Using NLP to collaboratively surface patterns of meaning in large corpora

I'm working on an empirical project with two co-authors, where a significant part of the central phenomenon we are studying unfolded online on twitter. 

We have a massive multi year tweet and factiva news corpus that we sense-make together by periodically meeting to discuss the data and to theorize qualitatively from algorithmically generated representations of and algorithmically sampled texts from the corpus, previously drawn models of the phenomenon, memos, manuscripts, etc. We each of us have varying familiarity/expertise around the special phenomenon, the substrate upon which it unfolds (online discourse), the theoretical/research conversation in which are participating, and NLP. In collaboration, we see things. 

I'm currently working on creating a visual representation of key themes (based on a BERTopic model) in the corpus, in particular the twitter discourse, over time and across our own interpreted actor categories. An interesting macro pattern emerged in conversation last time around a longitudinal heatmap, where one category of actors had a meaningfully different trend than the other categories. For the next meeting, I'm trying to tease out more detail to interpret together. But that's easier said than done. 

Note the time elapsed in the screenshot. My last run ended up taking ~6 hours to execute. I’m implementing the analysis in python (away from my beloved R, but I’m backfilling an NLP course at CBS this upcoming year that utilizes python, so this made sense).  I'm currently using Google colab for the compute. My main computer now (until August when I start at CBS and get access to some very nice toys) is a Macbook Neo, which while zippy doesn’t have the memory to handle the type of NLP algorithms we need for this effort. Colab is great because you have both free and for-pay cloud compute, so you don’t need the laptop or desktop you’re directly working on to have the juice. However, if you don't have a monthly subscription to Colab, you don’t get priority, and you can sometimes get booted from a session midway. Some of these algorithms take hours, even on beefy GPU/CPU configs, and woe betide if your laptop goes to sleep or Colab decides to allocate your compute to a subscriber midway through a run. I've been burned.

Anyhow, thought I'd noodle around on describing what each of the algorithms constitutive of the BERTopic method does to the text. This helps clarify my own understanding and ability to articulate what the algorithms are doing. This understanding and ability to articulate the computational aspects of computationally entangled interpretive research affords the human interpreter (even a non-technical one) a certain reflexivity about the how the phenomenon is being represented and thus interpreted. It is essential, I strongly assert, to the methodology.


Demystifying BERTopic

BERTopic is a semi-supervised machine learning method to extract human-interpretable "topics" or themes from a large text dataset. It is, in my estimation, an approach that will rise in prominence in management research in the next 5 years. It uses a few distinct algorithms. 
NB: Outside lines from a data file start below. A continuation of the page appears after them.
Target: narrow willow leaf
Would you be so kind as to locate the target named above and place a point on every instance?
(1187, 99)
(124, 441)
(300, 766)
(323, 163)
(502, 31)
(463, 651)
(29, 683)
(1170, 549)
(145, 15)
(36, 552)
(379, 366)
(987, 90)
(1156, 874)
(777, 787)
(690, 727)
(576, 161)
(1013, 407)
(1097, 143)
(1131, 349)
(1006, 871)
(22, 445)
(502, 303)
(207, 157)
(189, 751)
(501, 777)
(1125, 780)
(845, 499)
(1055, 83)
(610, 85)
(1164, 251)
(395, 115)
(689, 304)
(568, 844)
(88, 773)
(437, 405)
The pre-trained transformer algorithm SBERT converts each text (in this case a tweet) into a list of numbers, a location in a high-dimensional mathematical space (you can call it a hypercube if you're looking to impress/bore your friends) where tweets that mean similar things end up near each other: the result is a vector of 384 numbers encoding the text's semantic content. Each of the 384 numbers captures a different dimension of meaning. Less dimensions in the sense of something you could name cleanly, like sentiment, and more abstract features the model learned from vast amounts of text (labeled by humans, often by assigning into sets of sentences that contrast, paraphrase, imply, etc. each other). One number might encode something roughly like financial connotation, another something like technical register, maybe even something like formalism. No single number means anything on its own; meaning emerges from the full pattern of 384 values together, the way a color isn't in any single pixel but in the combination of red, green, and blue values. Two tweets that mean roughly the same thing will have similar patterns across all 384 numbers, even if they share no words at all. 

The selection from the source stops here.